Golang代码结构

Is it worth to group methods in structs: For example:

type UserManager struct {
    DB *sql.DB
}

func (m UserManager) Insert (u User) error {...}
func (m UserManager) Delete (u User) error {...}
...

Or is it simpler support just separate functions.

func InsertUser (u User, db *sql.DB) error {...}

While second approach looks simpler at first, in future this way, there may be to many functions in package. Should I make separate package for every domain aggregate? In examples, I've seen so far, there is just model package. I've been working mainly with OO languages so need some advice for go best practices here.

Your second suggestion is not good go code! Why? Because in the best case a function should take interfaces as an input.

So a InsertUserfunction should look something like that and it would combine your first with your second suggestion:

type Inserter interface {
   Insert(User)error
}
func InsertUser(i Inserter) error {...}

In that case testing of your function is easy, because you can easy mock the inserter.

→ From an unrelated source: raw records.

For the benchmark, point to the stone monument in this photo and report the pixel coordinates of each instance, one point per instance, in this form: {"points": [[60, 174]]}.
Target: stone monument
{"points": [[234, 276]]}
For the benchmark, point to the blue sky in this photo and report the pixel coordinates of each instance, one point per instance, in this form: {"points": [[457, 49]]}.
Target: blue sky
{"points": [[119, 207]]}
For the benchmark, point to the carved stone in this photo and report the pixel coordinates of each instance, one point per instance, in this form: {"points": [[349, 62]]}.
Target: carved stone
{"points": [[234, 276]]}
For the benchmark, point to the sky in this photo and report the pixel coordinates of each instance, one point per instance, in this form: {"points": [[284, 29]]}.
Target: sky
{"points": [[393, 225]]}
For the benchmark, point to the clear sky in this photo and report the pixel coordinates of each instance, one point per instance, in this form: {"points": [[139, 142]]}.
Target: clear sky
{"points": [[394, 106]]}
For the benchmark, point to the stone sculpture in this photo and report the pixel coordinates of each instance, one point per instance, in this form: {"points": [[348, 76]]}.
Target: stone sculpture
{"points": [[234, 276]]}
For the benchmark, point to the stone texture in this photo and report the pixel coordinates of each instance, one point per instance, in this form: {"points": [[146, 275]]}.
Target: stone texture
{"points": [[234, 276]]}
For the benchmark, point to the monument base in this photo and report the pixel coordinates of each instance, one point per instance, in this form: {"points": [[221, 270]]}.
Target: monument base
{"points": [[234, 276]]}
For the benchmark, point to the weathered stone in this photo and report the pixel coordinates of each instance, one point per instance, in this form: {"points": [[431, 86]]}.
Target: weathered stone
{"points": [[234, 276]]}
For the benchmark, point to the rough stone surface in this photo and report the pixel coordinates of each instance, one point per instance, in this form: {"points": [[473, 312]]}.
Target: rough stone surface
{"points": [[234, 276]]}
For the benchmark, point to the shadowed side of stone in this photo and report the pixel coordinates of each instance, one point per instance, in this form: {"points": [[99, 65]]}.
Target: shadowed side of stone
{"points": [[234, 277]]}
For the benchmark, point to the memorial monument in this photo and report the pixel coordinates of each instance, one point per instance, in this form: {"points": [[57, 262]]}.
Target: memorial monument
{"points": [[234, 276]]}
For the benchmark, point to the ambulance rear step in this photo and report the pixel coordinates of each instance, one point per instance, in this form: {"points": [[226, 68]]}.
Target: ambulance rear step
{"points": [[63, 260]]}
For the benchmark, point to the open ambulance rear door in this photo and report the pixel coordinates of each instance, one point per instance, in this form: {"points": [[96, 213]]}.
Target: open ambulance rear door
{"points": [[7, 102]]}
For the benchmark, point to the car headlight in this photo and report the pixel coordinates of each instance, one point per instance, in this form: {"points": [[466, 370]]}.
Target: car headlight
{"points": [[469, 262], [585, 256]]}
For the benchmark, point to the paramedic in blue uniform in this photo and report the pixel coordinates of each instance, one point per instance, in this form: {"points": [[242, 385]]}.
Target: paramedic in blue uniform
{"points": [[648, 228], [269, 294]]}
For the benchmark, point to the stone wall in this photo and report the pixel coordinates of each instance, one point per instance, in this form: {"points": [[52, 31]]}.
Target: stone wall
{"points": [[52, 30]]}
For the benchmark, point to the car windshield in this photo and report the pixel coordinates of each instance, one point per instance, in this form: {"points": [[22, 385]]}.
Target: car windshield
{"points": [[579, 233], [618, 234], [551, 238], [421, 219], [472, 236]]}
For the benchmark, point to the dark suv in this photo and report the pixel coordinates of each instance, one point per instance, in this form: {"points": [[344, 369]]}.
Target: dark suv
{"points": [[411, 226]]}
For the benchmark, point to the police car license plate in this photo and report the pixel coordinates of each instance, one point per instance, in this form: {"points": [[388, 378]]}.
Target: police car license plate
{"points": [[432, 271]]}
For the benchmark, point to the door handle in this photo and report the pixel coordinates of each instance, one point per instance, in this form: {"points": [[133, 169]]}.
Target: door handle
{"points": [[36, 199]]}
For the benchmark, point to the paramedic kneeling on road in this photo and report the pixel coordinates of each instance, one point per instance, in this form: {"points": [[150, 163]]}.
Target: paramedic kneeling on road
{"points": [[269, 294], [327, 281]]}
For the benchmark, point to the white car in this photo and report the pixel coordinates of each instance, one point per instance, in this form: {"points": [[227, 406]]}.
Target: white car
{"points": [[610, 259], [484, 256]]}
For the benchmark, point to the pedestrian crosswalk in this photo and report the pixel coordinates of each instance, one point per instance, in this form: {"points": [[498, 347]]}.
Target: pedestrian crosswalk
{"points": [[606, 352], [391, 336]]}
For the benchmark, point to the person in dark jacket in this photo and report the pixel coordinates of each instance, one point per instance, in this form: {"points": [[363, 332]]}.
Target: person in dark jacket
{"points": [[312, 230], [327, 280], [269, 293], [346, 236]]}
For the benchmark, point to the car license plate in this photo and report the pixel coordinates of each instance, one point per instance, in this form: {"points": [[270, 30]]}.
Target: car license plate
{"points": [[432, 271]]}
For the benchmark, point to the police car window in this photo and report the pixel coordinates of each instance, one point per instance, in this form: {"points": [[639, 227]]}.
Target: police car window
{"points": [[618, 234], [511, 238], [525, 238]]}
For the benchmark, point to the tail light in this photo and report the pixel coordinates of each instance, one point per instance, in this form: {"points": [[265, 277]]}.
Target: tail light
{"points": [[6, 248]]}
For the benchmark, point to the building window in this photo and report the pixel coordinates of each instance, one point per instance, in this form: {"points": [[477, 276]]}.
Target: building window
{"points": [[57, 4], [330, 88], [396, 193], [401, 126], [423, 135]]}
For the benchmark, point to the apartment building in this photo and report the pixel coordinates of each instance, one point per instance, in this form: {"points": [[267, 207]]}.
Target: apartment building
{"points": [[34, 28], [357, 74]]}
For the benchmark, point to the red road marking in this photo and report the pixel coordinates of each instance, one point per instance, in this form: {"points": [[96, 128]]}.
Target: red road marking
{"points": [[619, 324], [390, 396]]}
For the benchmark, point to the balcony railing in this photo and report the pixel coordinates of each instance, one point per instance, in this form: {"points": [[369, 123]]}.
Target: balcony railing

Either, or neither - it really doesn't matter in my opinion because the idiomatic approach would be to organize these concepts using interfaces:

package user

type User ...

type Inserter interface { Insert(User) error }
type Deleter interface { Delete(User) error }
type Manager interface { Inserter, Deleter } // bloated interface

User in this case is probably a concrete row type like in your example, but one could make the case for making it too into an interface that doesn't mention those types.

If you write functions that reference these interfaces, then you can quickly glue together using embedding & promoted fields.

In your case it's obvious that sticking to the first implementation style is much simpler:

type userManager struct { ... }
func (userManager) Insert(u User) error { ... }
func (userManager) Delete(u User) error { ... }

userManager is a private type, so it can be changed without concern, as long as it keeps satisfying the public interfaces.

Keeping the interfaces decoupled from the implementation makes it much easier to make them narrow, so instead of just having a "user manager" or something, you can find out which interfaces you really need for the tasks. Incidentally, this approach has the nice property that it fits well with the object capability model, which helps to simplify things like role based access control.